At last, when I felt ready to move, I relit my flask-and-wick lamp.
Getting into the shaft proved every bit the nightmare I had imagined it. Climbing up to a point at which I could snag the rope proved worse. Missing the rope, falling, and having to repeat the process nearly ended my tale with a dusty skeleton at the bottom of a deep, dry hole.

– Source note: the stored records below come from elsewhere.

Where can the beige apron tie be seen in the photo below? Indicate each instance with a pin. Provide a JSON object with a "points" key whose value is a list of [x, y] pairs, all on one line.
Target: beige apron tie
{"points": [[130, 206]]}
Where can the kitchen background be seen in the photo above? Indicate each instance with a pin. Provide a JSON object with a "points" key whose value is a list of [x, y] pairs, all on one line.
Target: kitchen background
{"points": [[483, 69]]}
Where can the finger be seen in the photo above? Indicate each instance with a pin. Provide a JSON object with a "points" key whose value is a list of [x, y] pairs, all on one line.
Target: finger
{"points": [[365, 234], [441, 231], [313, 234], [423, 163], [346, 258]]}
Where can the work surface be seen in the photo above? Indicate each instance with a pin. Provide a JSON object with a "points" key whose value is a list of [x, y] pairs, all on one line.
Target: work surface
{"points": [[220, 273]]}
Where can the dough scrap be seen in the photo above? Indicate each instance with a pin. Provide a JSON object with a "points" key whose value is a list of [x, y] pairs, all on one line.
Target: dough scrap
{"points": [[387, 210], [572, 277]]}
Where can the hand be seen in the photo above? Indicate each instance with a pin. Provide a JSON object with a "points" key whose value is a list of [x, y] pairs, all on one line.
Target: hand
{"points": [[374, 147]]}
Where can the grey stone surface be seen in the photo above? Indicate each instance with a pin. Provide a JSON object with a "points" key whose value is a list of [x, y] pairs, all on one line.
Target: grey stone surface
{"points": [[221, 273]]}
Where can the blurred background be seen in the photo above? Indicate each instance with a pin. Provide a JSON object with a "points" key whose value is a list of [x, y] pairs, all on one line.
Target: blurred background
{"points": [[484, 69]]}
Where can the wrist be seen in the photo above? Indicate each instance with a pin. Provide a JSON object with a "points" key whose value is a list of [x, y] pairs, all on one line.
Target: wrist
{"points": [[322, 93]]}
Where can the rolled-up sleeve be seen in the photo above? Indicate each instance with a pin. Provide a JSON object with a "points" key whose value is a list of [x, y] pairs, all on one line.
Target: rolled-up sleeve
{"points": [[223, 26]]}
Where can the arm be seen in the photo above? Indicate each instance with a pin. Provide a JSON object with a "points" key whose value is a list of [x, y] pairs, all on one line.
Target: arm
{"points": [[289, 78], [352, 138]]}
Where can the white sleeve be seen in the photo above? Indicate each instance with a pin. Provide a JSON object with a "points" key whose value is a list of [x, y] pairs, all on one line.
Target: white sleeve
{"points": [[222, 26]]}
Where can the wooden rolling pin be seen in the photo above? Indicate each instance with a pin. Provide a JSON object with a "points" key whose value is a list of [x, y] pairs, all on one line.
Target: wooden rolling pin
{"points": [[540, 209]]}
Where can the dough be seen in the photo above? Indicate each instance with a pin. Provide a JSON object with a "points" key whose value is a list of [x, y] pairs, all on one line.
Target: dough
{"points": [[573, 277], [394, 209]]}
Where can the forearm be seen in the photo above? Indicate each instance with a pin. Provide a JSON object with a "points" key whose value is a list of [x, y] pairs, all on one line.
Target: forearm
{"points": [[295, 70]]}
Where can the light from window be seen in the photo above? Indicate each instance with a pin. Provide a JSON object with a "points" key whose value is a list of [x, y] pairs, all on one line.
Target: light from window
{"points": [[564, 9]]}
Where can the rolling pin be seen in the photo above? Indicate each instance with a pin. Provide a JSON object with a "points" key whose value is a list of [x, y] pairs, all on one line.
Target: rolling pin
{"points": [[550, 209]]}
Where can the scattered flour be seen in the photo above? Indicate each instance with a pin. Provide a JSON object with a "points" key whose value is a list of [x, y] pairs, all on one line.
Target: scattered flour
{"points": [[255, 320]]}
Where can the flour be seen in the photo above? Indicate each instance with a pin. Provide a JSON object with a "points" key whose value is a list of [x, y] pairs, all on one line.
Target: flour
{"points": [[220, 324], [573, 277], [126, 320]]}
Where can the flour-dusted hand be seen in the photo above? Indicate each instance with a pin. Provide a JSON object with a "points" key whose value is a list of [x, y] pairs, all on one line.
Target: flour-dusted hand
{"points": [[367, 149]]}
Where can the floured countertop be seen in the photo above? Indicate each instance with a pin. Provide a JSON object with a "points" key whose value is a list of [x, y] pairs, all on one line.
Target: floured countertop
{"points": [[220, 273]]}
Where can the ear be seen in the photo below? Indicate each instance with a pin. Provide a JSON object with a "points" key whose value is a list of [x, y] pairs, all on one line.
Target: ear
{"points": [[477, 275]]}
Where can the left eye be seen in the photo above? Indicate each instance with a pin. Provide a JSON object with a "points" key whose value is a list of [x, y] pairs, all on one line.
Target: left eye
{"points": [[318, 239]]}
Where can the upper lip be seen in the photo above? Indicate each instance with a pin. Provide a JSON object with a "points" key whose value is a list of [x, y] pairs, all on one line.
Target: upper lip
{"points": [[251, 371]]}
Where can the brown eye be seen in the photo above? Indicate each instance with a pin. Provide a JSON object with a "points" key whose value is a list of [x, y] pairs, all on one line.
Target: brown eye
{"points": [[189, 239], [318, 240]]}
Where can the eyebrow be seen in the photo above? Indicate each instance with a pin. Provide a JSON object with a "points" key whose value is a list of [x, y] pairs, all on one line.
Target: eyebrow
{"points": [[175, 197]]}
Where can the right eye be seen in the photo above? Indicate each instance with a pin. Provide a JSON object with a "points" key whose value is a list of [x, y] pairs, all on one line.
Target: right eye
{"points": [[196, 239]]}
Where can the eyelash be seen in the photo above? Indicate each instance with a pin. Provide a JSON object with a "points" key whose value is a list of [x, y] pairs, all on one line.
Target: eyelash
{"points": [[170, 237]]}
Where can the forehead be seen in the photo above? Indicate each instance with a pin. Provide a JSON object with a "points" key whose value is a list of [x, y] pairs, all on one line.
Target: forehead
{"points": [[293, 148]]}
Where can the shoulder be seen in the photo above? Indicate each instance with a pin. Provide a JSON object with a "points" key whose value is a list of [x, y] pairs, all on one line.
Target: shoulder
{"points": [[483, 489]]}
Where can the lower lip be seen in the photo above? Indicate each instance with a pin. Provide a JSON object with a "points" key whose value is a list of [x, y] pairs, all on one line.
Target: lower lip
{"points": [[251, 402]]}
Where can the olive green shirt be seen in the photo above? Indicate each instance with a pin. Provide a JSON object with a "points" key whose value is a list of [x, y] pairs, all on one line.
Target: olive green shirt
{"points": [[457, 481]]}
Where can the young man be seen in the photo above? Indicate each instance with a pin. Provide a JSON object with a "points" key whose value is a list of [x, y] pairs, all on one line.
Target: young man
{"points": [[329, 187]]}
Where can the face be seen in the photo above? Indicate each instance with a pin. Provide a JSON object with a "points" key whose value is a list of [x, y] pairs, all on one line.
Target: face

When I heaved myself out into the noonday sun, bloody-handed, panting, too dry to sweat, Balky and the stallion were waiting where I left them, offering the same looks they had seen me off with. The stallion had flecks of white foam on his muzzle and both carried the signs of dehydration, sunken flesh and an unhealthy glitter to the eyes. I stood before them, bent over with exhaustion, heaving in my breath, eyes screwed tight against the brightness of the day. I wondered if the Builder-ghosts felt this way when they came out into one world from another. Did they have to struggle from the deep places of their strange existence to emerge like Fexler did, painted by machines for human eyes? Those old ghosts watched me as I straightened, as one hand lifted to shield my gaze. I sensed their attention. As blank and unreadable as the mule’s and surely more alien.
The last of the water from the skins on the stallion’s back did little more than take the edge from our thirst when split three ways. I would have taken it all of course had I not thought we could all three make it out and back to the Bad Dogs’ barrels.
The Bad Dogs’ camp held few signs of its former masters. A split bone here and there, the weapons, tatters of cloth, scraps of armour, all filmed over with dust. I stayed long enough to take one of Toltech’s bitter pills and fill my water-skins.
I took a look through the view-ring before I left. Part of me wanted to see Fexler there, to tell him how much his freedom had cost, to see if he cared. The ring showed nothing, just the world through a hoop of silver-steel. As I took it away the view flicked to the one seen from the lower slopes of paradise, nations laid out in browns and greens, without regard for the boundaries on men’s maps, the oceans swirled about in deepest blue. And there, on the coast to the south, on the thin arm of sea that divides our lands from Afrique … a red dot, burning.
‘I’m not your toy, Fexler. You can’t set me chasing across empire to join your little dots.’
Balky snorted, as if wondering whether I’d gone mad in the heat. I put the ring away. ‘Dammit.’ I’d been planning a journey to that exact spot.
‘King Honorous Jorg Ancrath.’ The flunky with little rod for rapping doors afforded me the introduction he omitted on my first visit.